Morgan would love to have been an invisible witness to that particular set-down, which she did not doubt had left the countess feeling half an inch tall.
She tried several times to tell him about the kindness the Earl of Rosthorn had shown her, but each time he listened without comment and then spoke about something quite unrelated to what she had just told him. Wulf would not be able to understand, of course, that there had been nothing ordinary about the past couple of weeks, that the usual rules of propriety had seemed supremely irrelevant to her. But there was, undeniably, the great guilt of what had occurred between them during that final evening in Brussels. It was hard to believe that either of them could have allowed it to happen.
“Do you have a previous acquaintance with the Earl of Rosthorn?” she asked Wulfric at one point of their journey.
“Enough to know that he is no suitable escort for you,” he said. “I trust this inn we are approaching is the one appointed for our next change of horses. I will need an explanation of why we are half an hour late.”
Nine years ago Wulfric would have been twenty-four. Doubtless he had known the earl. Doubtless too he knew of the scandal that had sent the younger man into long exile. It was on the tip of her tongue to ask him for an account of those sordid events, but she held her peace. The Earl of Rosthorn had never volunteered the information himself. She would not now try to worm it out of Wulfric, who was clearly hostile to him.

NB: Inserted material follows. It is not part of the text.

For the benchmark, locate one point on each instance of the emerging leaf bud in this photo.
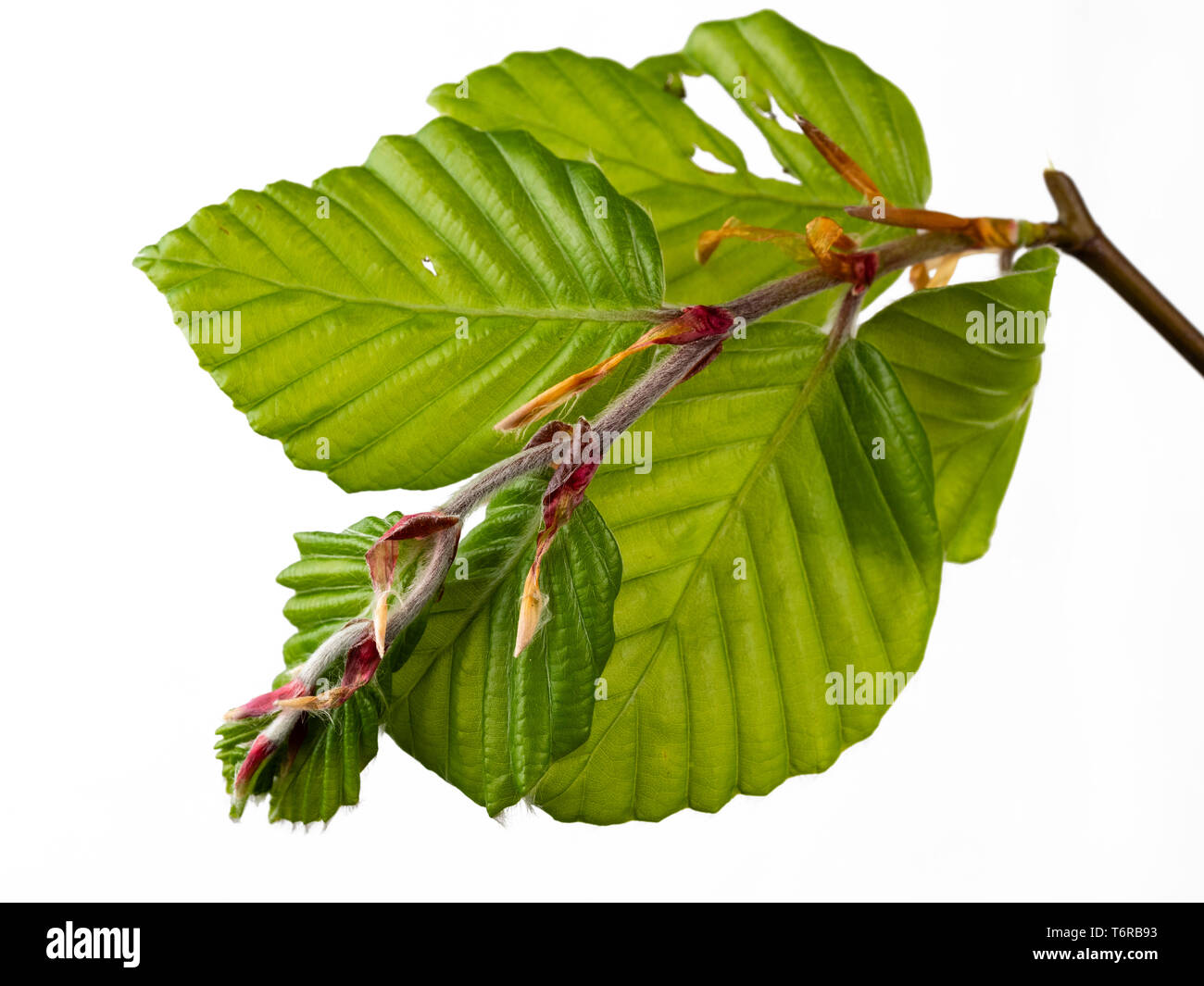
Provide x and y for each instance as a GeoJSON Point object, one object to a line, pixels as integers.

She missed him. Their parting had been far too sudden and abrupt. He had left a certain void in her life. She wondered if he would come, as he had said he would, to make a formal offer for her hand to Wulfric. She sincerely hoped not. But when he did not come at all, when he did not even call to see how she did or to pay his official condolences, she was undeniably disappointed, even hurt.
She tried not to think about him. He owed her nothing, after all—despite what his sense of honor might say to the contrary. Indeed, matters were quite the other way around. It was she who was in his debt.
Freyja and Joshua were still in London, Parliament being still in session. It was not just Joshua’s political obligations that had kept them here, though. Freyja had sponsored Morgan’s presentation and come-out, but at the same time she had sponsored Lady Chastity Moore, Joshua’s cousin and ward, who was living with them at their London home. Chastity had recently become happily betrothed to Viscount Meecham. But even apart from their other obligations they would probably have delayed their return to Penhallow in Cornwall for Freyja to consult a reputable physician. She was in the early months of pregnancy.
Aidan came from Oxfordshire with Eve and their adopted children, Davy and Becky, and Rannulf and Judith came from Leicestershire even though William, their son, was only a little over two months old. They all came in immediate response to the letters Wulfric wrote them and sent by special messenger.
It should have been enormously comforting to Morgan to be surrounded by her family. And in many ways it was. But Wulfric, apart from providing the bare facts, was more than usually reticent and spent most of his time in the library. It fell to Morgan’s lot, then, to answer the myriad questions they all asked.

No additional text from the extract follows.